通过分类/回归从连续数据流学习在许多域中是普遍的。在保护数据所有者的私人信息的同时适应不断发展的数据特征（概念漂移）是一个开放的挑战。我们在两个区别的功能上向这个问题提供了一个差别的私有集合解决方案：它允许\ textit {unbounded} leeleble更新，以处理固定隐私预算下的可能永远不会结束的数据流，它是\ textit {modelagnostic}，因为它将任何预先训练的差异私有分类/回归模型作为黑盒。我们的方法优于现实世界和模拟数据集的竞争对手，以不同的隐私设置，概念漂移和数据分布。

The ''Propose-Test-Release'' (PTR) framework is a classic recipe for designing differentially private (DP) algorithms that are data-adaptive, i.e. those that add less noise when the input dataset is nice. We extend PTR to a more general setting by privately testing data-dependent privacy losses rather than local sensitivity, hence making it applicable beyond the standard noise-adding mechanisms, e.g. to queries with unbounded or undefined sensitivity. We demonstrate the versatility of generalized PTR using private linear regression as a case study. Additionally, we apply our algorithm to solve an open problem from ''Private Aggregation of Teacher Ensembles (PATE)'' -- privately releasing the entire model with a delicate data-dependent analysis.

深度神经网络（DNNS）铰接对大型数据集的可用性的最新成功;但是，对此类数据集的培训经常为敏感培训信息构成隐私风险。在本文中，我们的目标是探讨生成模型和梯度稀疏性的力量，并提出了一种可扩展的隐私保留生成模型数据标准。与标准展示隐私保留框架相比，允许教师对一维预测进行投票，在高维梯度向量上投票在隐私保存方面具有挑战性。随着需要尺寸减少技术，我们需要在（1）之间的改进之间导航精致的权衡空间，并进行SGD收敛的放缓。为了解决这一点，我们利用通信高效学习，并通过将顶-K压缩与相应的噪声注入机构相结合，提出一种新的噪声压缩和聚集方法TopAGG。理论上，我们证明了DataLens框架保证了其生成数据的差异隐私，并提供了其收敛性的分析。为了展示DataLens的实际使用情况，我们对不同数据集进行广泛的实验，包括Mnist，Fashion-Mnist和高维Celeba，并且我们表明，DataLens显着优于其他基线DP生成模型。此外，我们改进了所提出的Topagg方法，该方法是DP SGD培训的主要构建块之一，并表明它能够在大多数情况下实现比最先进的DP SGD方法更高的效用案件。我们的代码在HTTPS://github.com/ai-secure/datalens公开提供。

差异隐私通常使用比理论更大的隐私参数应用于理想的理想。已经提出了宽大隐私参数的各种非正式理由。在这项工作中，我们考虑了部分差异隐私（DP），该隐私允许以每个属性为基础量化隐私保证。在此框架中，我们研究了几个基本数据分析和学习任务，并设计了其每个属性隐私参数的算法，其较小的人（即所有属性）的最佳隐私参数比最佳的隐私参数。

Machine learning techniques based on neural networks are achieving remarkable results in a wide variety of domains. Often, the training of models requires large, representative datasets, which may be crowdsourced and contain sensitive information.
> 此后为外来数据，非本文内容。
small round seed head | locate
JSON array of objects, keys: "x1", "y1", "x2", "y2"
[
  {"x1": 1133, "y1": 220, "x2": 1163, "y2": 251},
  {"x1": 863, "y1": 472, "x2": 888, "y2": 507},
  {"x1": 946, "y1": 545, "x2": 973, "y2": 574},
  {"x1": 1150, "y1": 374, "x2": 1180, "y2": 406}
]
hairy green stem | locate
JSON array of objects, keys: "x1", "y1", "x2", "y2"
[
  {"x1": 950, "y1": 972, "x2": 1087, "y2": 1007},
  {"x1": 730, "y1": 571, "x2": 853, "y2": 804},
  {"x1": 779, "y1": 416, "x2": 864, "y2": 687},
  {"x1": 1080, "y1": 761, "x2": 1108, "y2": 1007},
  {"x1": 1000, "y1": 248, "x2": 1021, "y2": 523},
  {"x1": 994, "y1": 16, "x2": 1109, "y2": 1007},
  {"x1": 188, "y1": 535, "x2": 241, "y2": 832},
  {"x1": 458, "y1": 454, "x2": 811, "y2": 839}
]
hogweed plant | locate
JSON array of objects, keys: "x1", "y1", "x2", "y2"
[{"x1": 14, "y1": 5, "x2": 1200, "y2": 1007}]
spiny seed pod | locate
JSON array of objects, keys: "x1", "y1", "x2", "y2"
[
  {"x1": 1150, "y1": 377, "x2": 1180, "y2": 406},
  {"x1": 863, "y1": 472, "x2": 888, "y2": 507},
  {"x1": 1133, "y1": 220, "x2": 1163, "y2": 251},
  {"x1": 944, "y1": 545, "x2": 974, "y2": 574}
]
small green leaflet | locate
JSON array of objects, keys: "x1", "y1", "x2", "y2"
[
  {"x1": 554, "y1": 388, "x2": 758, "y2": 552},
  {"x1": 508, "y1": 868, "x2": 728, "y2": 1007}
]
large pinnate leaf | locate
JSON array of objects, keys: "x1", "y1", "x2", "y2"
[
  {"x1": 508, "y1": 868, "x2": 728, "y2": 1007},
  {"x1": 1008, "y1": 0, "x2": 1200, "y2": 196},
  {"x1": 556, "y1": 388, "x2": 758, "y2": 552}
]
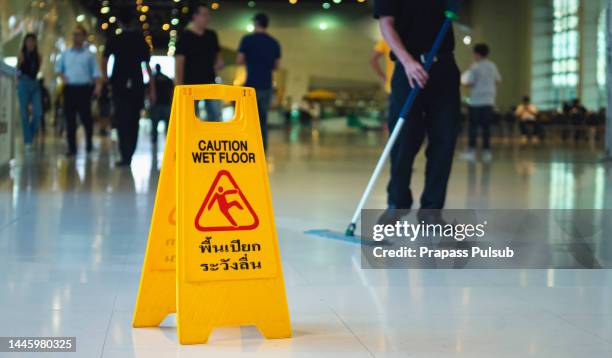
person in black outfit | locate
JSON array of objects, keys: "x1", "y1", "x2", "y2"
[
  {"x1": 375, "y1": 0, "x2": 460, "y2": 221},
  {"x1": 151, "y1": 64, "x2": 174, "y2": 143},
  {"x1": 17, "y1": 33, "x2": 42, "y2": 149},
  {"x1": 174, "y1": 3, "x2": 223, "y2": 122},
  {"x1": 102, "y1": 8, "x2": 155, "y2": 166}
]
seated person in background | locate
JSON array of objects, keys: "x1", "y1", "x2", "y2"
[{"x1": 514, "y1": 96, "x2": 541, "y2": 144}]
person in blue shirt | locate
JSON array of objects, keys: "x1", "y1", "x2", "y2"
[
  {"x1": 55, "y1": 25, "x2": 102, "y2": 157},
  {"x1": 236, "y1": 13, "x2": 281, "y2": 150}
]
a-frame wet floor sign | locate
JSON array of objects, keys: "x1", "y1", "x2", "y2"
[{"x1": 133, "y1": 85, "x2": 291, "y2": 344}]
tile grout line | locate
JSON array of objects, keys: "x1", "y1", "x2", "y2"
[
  {"x1": 515, "y1": 288, "x2": 612, "y2": 344},
  {"x1": 328, "y1": 306, "x2": 376, "y2": 358},
  {"x1": 100, "y1": 242, "x2": 128, "y2": 358}
]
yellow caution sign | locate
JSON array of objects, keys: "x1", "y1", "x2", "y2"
[{"x1": 134, "y1": 85, "x2": 291, "y2": 344}]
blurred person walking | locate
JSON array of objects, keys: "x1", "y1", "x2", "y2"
[
  {"x1": 55, "y1": 25, "x2": 102, "y2": 157},
  {"x1": 236, "y1": 13, "x2": 281, "y2": 150},
  {"x1": 514, "y1": 96, "x2": 541, "y2": 144},
  {"x1": 174, "y1": 2, "x2": 223, "y2": 122},
  {"x1": 462, "y1": 44, "x2": 501, "y2": 162},
  {"x1": 151, "y1": 64, "x2": 174, "y2": 143},
  {"x1": 374, "y1": 0, "x2": 460, "y2": 223},
  {"x1": 102, "y1": 8, "x2": 156, "y2": 167},
  {"x1": 17, "y1": 33, "x2": 42, "y2": 150}
]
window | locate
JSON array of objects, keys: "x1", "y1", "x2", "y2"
[
  {"x1": 597, "y1": 9, "x2": 608, "y2": 107},
  {"x1": 552, "y1": 0, "x2": 580, "y2": 102}
]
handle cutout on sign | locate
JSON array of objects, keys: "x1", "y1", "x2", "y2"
[{"x1": 193, "y1": 99, "x2": 238, "y2": 122}]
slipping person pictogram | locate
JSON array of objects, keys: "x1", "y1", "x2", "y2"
[
  {"x1": 208, "y1": 186, "x2": 244, "y2": 226},
  {"x1": 195, "y1": 170, "x2": 259, "y2": 231}
]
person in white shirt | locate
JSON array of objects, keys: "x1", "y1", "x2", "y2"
[
  {"x1": 514, "y1": 96, "x2": 541, "y2": 143},
  {"x1": 461, "y1": 44, "x2": 501, "y2": 161}
]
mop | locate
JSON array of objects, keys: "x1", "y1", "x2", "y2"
[{"x1": 305, "y1": 7, "x2": 457, "y2": 243}]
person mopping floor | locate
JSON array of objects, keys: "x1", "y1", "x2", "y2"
[{"x1": 375, "y1": 0, "x2": 460, "y2": 223}]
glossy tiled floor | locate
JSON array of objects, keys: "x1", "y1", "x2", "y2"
[{"x1": 0, "y1": 124, "x2": 612, "y2": 358}]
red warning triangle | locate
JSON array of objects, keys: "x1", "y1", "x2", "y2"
[{"x1": 195, "y1": 170, "x2": 259, "y2": 231}]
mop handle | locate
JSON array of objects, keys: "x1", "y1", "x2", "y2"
[{"x1": 349, "y1": 11, "x2": 457, "y2": 228}]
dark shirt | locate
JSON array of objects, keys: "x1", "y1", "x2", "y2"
[
  {"x1": 153, "y1": 73, "x2": 174, "y2": 106},
  {"x1": 19, "y1": 51, "x2": 40, "y2": 80},
  {"x1": 104, "y1": 30, "x2": 151, "y2": 87},
  {"x1": 238, "y1": 33, "x2": 281, "y2": 90},
  {"x1": 175, "y1": 30, "x2": 221, "y2": 85},
  {"x1": 374, "y1": 0, "x2": 455, "y2": 60}
]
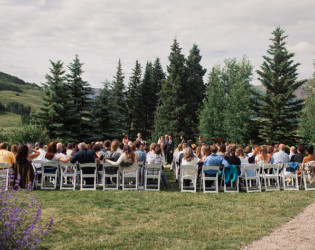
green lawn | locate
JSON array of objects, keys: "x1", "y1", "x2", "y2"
[{"x1": 34, "y1": 170, "x2": 315, "y2": 249}]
The models should not expose private information in these datasets. Addressing this goal, we develop new algorithmic techniques for learning and a refined analysis of privacy costs within the framework of differential privacy. Our implementation and experiments demonstrate that we can train deep neural networks with non-convex objectives, under a modest privacy budget, and at a manageable cost in software complexity, training efficiency, and model quality. * Google.† OpenAI. Work done while at Google.
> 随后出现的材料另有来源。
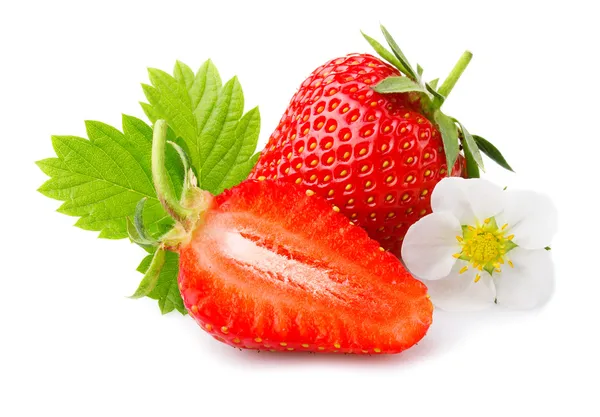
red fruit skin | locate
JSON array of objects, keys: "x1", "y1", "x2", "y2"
[
  {"x1": 179, "y1": 181, "x2": 433, "y2": 354},
  {"x1": 249, "y1": 54, "x2": 464, "y2": 256}
]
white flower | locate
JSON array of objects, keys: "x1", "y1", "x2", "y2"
[{"x1": 402, "y1": 178, "x2": 557, "y2": 311}]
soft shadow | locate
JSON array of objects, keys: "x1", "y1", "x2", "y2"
[{"x1": 193, "y1": 307, "x2": 539, "y2": 368}]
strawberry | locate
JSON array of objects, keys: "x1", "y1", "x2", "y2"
[
  {"x1": 149, "y1": 120, "x2": 433, "y2": 354},
  {"x1": 179, "y1": 180, "x2": 432, "y2": 353},
  {"x1": 250, "y1": 27, "x2": 510, "y2": 256}
]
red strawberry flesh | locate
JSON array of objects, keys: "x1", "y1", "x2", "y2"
[{"x1": 179, "y1": 181, "x2": 432, "y2": 353}]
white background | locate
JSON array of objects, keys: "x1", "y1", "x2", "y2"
[{"x1": 0, "y1": 0, "x2": 600, "y2": 417}]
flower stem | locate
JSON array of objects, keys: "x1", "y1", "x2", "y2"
[
  {"x1": 152, "y1": 120, "x2": 192, "y2": 230},
  {"x1": 434, "y1": 51, "x2": 473, "y2": 109}
]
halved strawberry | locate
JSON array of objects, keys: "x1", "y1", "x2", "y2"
[{"x1": 179, "y1": 180, "x2": 433, "y2": 354}]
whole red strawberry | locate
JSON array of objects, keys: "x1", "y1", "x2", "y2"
[{"x1": 250, "y1": 28, "x2": 510, "y2": 255}]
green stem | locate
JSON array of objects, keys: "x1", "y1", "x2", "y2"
[
  {"x1": 434, "y1": 51, "x2": 473, "y2": 109},
  {"x1": 152, "y1": 120, "x2": 192, "y2": 230}
]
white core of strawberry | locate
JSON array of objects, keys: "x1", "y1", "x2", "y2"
[{"x1": 205, "y1": 228, "x2": 348, "y2": 298}]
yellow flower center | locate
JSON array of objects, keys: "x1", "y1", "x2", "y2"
[{"x1": 453, "y1": 217, "x2": 517, "y2": 282}]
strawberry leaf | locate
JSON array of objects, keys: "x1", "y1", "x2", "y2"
[
  {"x1": 433, "y1": 110, "x2": 459, "y2": 175},
  {"x1": 361, "y1": 32, "x2": 410, "y2": 75},
  {"x1": 137, "y1": 252, "x2": 187, "y2": 315},
  {"x1": 454, "y1": 119, "x2": 485, "y2": 170},
  {"x1": 380, "y1": 25, "x2": 420, "y2": 82},
  {"x1": 473, "y1": 135, "x2": 515, "y2": 172},
  {"x1": 37, "y1": 115, "x2": 183, "y2": 239},
  {"x1": 142, "y1": 61, "x2": 260, "y2": 195},
  {"x1": 373, "y1": 77, "x2": 426, "y2": 93}
]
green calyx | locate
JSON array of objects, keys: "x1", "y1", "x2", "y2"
[
  {"x1": 363, "y1": 25, "x2": 513, "y2": 178},
  {"x1": 127, "y1": 119, "x2": 211, "y2": 298}
]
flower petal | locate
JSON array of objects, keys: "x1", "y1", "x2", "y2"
[
  {"x1": 402, "y1": 212, "x2": 462, "y2": 280},
  {"x1": 494, "y1": 248, "x2": 554, "y2": 309},
  {"x1": 431, "y1": 177, "x2": 504, "y2": 225},
  {"x1": 502, "y1": 190, "x2": 557, "y2": 249},
  {"x1": 425, "y1": 261, "x2": 496, "y2": 311}
]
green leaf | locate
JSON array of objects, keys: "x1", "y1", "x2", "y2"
[
  {"x1": 453, "y1": 119, "x2": 484, "y2": 178},
  {"x1": 373, "y1": 77, "x2": 425, "y2": 93},
  {"x1": 130, "y1": 249, "x2": 167, "y2": 298},
  {"x1": 462, "y1": 140, "x2": 481, "y2": 178},
  {"x1": 37, "y1": 115, "x2": 183, "y2": 239},
  {"x1": 433, "y1": 110, "x2": 459, "y2": 175},
  {"x1": 361, "y1": 32, "x2": 410, "y2": 75},
  {"x1": 142, "y1": 60, "x2": 260, "y2": 195},
  {"x1": 137, "y1": 252, "x2": 187, "y2": 315},
  {"x1": 380, "y1": 25, "x2": 420, "y2": 81},
  {"x1": 473, "y1": 135, "x2": 514, "y2": 172},
  {"x1": 425, "y1": 83, "x2": 446, "y2": 102}
]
在许多应用程序中，多方拥有有关相同用户的私人数据，但在属性的脱节集上，服务器希望利用数据来训练模型。为了在保护数据主体的隐私时启用模型学习，我们需要垂直联合学习（VFL）技术，其中数据派对仅共享用于培训模型的信息，而不是私人数据。但是，确保共享信息在学习准确的模型的同时保持隐私是一项挑战。据我们所知，本文提出的算法是第一个实用的解决方案，用于差异化垂直联合K-均值聚类，服务器可以在其中获得具有可证明的差异隐私保证的全球中心。我们的算法假设一个不受信任的中央服务器，该服务器汇总了本地数据派对的差异私有本地中心和成员资格编码。它基于收到的信息构建加权网格作为全局数据集的概要。最终中心是通过在加权网格上运行任何K-均值算法而产生的。我们的网格重量估计方法采用了基于Flajolet-Martin草图的新颖，轻巧和差异私有的相交基数估计算法。为了提高两个以上数据方的设置中的估计准确性，我们进一步提出了权重估计算法的精致版本和参数调整策略，以减少最终的K-均值实用程序，以便在中央私人环境中接近它。我们为由我们的算法计算的群集中心提供了理论实用性分析和实验评估结果，并表明我们的方法在理论上和经验上都比基于现有技术的两个基准在理论上和经验上的表现更好。

我们考虑一个顺序设置，其中使用单个数据集用于执行自适应选择的分析，同时确保每个参与者的差别隐私丢失不超过预先指定的隐私预算。此问题的标准方法依赖于限制所有个人对所有个人的隐私损失的最坏情况估计，以及每个单一分析的所有可能的数据值。然而，在许多情况下，这种方法过于保守，特别是对于“典型”数据点，通过参与大部分分析产生很少的隐私损失。在这项工作中，我们基于每个分析中每个人的个性化隐私损失估计的价值，给出了更严格的隐私损失会计的方法。实现我们设计R \'enyi差异隐私的过滤器。过滤器是一种工具，可确保具有自适应选择的隐私参数的组合算法序列的隐私参数不超过预先预算。我们的过滤器比以往的$（\ epsilon，\ delta）$ - rogers等人的差别隐私更简单且更紧密。我们将结果应用于对嘈杂渐变下降的分析，并显示个性化会计可以实用，易于实施，并且只能使隐私式权衡更紧密。

We study the task of training regression models with the guarantee of label differential privacy (DP). Based on a global prior distribution on label values, which could be obtained privately, we derive a label DP randomization mechanism that is optimal under a given regression loss function. We prove that the optimal mechanism takes the form of a ``randomized response on bins'', and propose an efficient algorithm for finding the optimal bin values. We carry out a thorough experimental evaluation on several datasets demonstrating the efficacy of our algorithm.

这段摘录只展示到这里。